Special Issue Information

Dear Colleagues,

High throughput proteomic analysis provides powerful tools for the discovery of novel biomarkers, which could be used in the diagnosis and/or prognosis of diseases. Consequently, protein microarrays have been widely used for profiling biomarkers related with disease development and progression. The advantage of microarrays is that they allow for high throughput screening of large numbers of biomarkers, using minute amount of samples. This special issue will summarize the utilization of antibody microarrays and their implication in clinical settings. The focus will be both on recent technology developments in this field as well as the usefulness of this technique to demonstrate clinical utility and unmet medical needs, such as early diagnosis, patient stratification and evidence therapy selection.

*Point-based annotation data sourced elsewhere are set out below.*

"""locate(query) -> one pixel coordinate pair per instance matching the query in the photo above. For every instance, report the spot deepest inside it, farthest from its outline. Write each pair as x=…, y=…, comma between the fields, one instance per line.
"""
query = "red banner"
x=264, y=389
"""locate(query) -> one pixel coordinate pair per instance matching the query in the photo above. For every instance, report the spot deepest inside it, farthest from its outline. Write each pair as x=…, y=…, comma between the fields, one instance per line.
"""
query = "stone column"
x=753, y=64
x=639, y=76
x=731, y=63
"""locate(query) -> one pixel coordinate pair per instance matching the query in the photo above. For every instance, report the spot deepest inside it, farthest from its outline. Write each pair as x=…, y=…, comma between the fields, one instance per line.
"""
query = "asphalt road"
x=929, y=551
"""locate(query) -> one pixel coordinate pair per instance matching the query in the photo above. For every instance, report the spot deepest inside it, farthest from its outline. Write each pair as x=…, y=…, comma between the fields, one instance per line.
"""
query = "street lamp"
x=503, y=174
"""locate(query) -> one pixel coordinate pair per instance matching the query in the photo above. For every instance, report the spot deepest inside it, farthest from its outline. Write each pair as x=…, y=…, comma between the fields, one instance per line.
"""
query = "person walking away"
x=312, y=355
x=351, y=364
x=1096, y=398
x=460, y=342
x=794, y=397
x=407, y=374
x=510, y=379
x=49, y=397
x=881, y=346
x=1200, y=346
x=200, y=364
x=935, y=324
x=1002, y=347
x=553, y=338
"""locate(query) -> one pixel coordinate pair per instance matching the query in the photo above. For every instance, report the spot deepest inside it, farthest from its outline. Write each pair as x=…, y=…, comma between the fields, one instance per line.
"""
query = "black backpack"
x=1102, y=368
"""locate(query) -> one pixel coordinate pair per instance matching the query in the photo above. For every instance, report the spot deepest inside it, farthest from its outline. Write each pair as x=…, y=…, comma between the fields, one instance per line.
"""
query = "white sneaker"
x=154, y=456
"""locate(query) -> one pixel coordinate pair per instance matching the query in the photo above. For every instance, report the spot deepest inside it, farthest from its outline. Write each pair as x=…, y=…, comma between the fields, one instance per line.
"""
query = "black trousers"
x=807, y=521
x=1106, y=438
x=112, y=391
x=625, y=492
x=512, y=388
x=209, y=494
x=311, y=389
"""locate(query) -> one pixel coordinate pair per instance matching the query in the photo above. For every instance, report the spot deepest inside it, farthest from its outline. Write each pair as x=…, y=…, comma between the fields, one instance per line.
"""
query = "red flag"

Prof.Carl A. K. Borrebaeck
Prof. Christer Wingren
Dr. Ulrika Andreasson
Guest Editors

Manuscript Submission Information

Manuscripts should be submitted online at www.mdpi.com by registering and logging in to this website. Once you are registered, click here to go to the submission form. Manuscripts can be submitted until the deadline. All submissions that pass pre-check are peer-reviewed. Accepted papers will be published continuously in the journal (as soon as accepted) and will be listed together on the special issue website. Research articles, review articles as well as short communications are invited. For planned papers, a title and short abstract (about 100 words) can be sent to the Editorial Office for announcement on this website.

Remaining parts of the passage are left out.